Star Wars evreninde anlatı kelepçeleri gevşemeye başladı bile. Clone Wars ve Star Wars: Rebels çizgi filmlerinin aşk çocuğu olan The Mandalorian'daki hikayelerden yeni televizyon şovları filizleniyor. En son film üçlemesinin ortaya koyduğu kanonla çelişmiyorlar, ancak onu tam olarak kucaklamıyorlar da. Bence bu serinin geleceği bu, tıpkı Marvel ve DC çizgi roman filmlerinin ortak gerçekliklerinin "kurallarına" uymayan çoklu zaman çizelgelerine doğru genişleyeceği gibi. Süreklilikten ziyade edebiyat gibi. Hikayeler değişir ve gelişir. Bununla başa çıkabilirsiniz. Bir başka ikonik bilim kurgu serisinin tavsiyesini düşünün. Kendinize tekrar edin: "Bu sadece bir dizi; gerçekten rahatlamalıyım. "

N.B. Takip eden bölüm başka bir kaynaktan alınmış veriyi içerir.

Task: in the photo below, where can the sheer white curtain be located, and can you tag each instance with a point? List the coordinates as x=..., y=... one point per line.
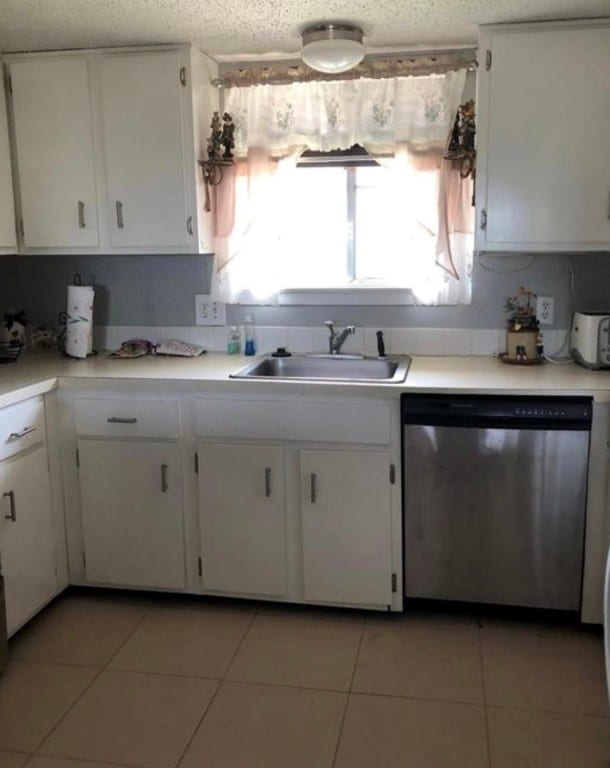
x=406, y=121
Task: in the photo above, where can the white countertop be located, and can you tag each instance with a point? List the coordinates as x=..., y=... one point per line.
x=37, y=373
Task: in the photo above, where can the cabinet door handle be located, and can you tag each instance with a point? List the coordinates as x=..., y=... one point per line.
x=122, y=420
x=12, y=515
x=268, y=482
x=18, y=435
x=314, y=488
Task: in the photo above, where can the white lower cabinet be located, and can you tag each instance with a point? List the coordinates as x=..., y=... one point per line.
x=242, y=510
x=27, y=551
x=132, y=513
x=346, y=523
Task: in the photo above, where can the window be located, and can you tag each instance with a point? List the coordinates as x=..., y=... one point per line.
x=342, y=228
x=349, y=221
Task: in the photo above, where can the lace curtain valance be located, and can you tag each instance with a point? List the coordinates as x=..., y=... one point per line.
x=416, y=112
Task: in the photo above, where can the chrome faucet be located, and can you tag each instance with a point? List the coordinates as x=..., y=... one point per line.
x=336, y=340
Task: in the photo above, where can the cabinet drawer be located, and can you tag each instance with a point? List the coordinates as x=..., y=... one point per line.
x=126, y=418
x=21, y=427
x=311, y=421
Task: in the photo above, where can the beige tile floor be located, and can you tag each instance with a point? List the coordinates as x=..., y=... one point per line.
x=114, y=680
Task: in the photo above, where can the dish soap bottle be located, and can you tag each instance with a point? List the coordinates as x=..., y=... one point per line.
x=233, y=341
x=250, y=348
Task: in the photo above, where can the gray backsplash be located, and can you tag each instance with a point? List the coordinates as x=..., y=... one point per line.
x=159, y=290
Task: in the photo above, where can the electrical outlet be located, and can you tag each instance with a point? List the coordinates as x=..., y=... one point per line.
x=209, y=311
x=545, y=310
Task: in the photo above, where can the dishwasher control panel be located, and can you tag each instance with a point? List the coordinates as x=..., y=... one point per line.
x=504, y=411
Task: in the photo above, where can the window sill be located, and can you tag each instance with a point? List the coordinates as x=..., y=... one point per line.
x=358, y=296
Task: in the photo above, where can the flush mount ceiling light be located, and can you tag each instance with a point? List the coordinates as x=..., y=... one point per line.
x=332, y=48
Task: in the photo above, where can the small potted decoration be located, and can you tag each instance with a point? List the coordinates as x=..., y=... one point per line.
x=12, y=330
x=523, y=336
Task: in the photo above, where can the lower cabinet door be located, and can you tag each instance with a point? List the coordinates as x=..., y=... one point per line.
x=346, y=506
x=242, y=518
x=132, y=513
x=27, y=549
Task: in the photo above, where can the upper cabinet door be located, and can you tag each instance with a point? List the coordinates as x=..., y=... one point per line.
x=545, y=141
x=54, y=145
x=8, y=238
x=142, y=110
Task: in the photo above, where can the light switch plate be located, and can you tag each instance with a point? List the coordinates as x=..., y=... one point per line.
x=208, y=311
x=545, y=310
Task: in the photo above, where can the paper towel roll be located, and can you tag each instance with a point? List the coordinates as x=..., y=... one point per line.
x=79, y=323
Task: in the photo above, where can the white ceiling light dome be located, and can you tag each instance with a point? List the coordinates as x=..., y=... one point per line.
x=332, y=48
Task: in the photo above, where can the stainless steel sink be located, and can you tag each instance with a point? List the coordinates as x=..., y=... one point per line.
x=328, y=368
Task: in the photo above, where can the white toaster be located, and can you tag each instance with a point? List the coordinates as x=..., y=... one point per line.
x=590, y=339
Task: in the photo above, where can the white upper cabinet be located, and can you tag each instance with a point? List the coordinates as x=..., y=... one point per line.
x=107, y=146
x=543, y=180
x=8, y=237
x=142, y=109
x=54, y=152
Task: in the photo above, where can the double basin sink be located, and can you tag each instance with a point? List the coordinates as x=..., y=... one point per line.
x=350, y=368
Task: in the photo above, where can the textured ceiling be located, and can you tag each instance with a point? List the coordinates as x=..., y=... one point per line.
x=251, y=28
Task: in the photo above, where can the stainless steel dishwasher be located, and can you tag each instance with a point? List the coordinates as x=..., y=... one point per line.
x=494, y=498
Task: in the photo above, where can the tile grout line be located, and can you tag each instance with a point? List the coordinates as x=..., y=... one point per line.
x=93, y=680
x=218, y=687
x=484, y=690
x=349, y=692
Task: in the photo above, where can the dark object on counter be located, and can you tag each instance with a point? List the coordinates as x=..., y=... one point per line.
x=9, y=351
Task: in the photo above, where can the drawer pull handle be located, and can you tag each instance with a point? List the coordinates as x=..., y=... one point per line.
x=314, y=488
x=12, y=515
x=122, y=420
x=268, y=482
x=18, y=435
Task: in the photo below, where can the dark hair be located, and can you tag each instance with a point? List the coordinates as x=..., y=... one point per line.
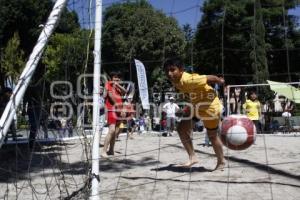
x=6, y=89
x=173, y=61
x=115, y=73
x=250, y=93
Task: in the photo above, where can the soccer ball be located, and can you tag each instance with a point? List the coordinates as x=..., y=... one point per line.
x=238, y=132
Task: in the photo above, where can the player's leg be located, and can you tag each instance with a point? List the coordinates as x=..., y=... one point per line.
x=184, y=131
x=111, y=121
x=111, y=150
x=217, y=146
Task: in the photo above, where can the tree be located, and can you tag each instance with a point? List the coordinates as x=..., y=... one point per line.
x=24, y=17
x=258, y=54
x=136, y=30
x=189, y=49
x=12, y=61
x=233, y=41
x=65, y=56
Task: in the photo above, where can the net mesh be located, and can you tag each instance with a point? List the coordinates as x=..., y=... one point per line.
x=58, y=165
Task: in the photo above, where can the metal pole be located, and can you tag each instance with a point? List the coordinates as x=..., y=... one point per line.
x=96, y=106
x=19, y=90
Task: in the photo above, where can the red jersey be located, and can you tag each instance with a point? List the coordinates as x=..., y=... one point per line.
x=116, y=94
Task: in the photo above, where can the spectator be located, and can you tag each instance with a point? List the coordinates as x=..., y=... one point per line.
x=252, y=109
x=113, y=102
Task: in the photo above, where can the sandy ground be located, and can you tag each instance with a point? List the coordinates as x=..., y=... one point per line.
x=144, y=168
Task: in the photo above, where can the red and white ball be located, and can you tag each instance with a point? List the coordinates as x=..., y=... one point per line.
x=238, y=132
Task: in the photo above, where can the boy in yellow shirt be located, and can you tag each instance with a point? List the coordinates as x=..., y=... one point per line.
x=206, y=106
x=252, y=109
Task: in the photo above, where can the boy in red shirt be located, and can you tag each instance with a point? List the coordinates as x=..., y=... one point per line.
x=113, y=101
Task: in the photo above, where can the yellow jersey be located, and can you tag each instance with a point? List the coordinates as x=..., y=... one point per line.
x=198, y=92
x=252, y=109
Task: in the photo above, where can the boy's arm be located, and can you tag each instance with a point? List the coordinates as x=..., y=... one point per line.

Saklı Saray, asimilasyonun ve Amerika'daki Yahudi ve Arap deneyimlerindeki paralelliklerin hikayesi ve Wecker, Chava ve Ahmad'ı Amerika'ya gelmenin onları ve kültürlerini nasıl değiştirdiğiyle hesaplaşmaya zorluyor ve onları kendilerinin daha ilkel ve eski dünyaya özgü versiyonlarına maruz bırakıyor. Wecker, "Kurmacanın gerçekten yapabilme gücüne sahip olduğu şeylerden biri, tarihi anları ve diğer kültürleri alıp onları gerçek kılmak ve onlara yüzler koymak, empati ateşini yakmaktır" diyor. "Benim çözümlerim yok. Bu kitaplarda, insanların birbirlerine insan olarak bakmaları gerektiğinden başka herhangi bir gizli siyasi mesajım yok. "Bu, edebiyatta olduğu kadar tema parkı alanları ve ortak hikaye evrenleri için de geçerli. Tarihin bir kısmını gerçek kılmak ve geri kalanını değiştirmek o hikayenin işe yaramasını sağlayan şeydir - türün işe yaramasını sağlayan şey. Bu uyumsuzluk değil. Bu bir uyumdur.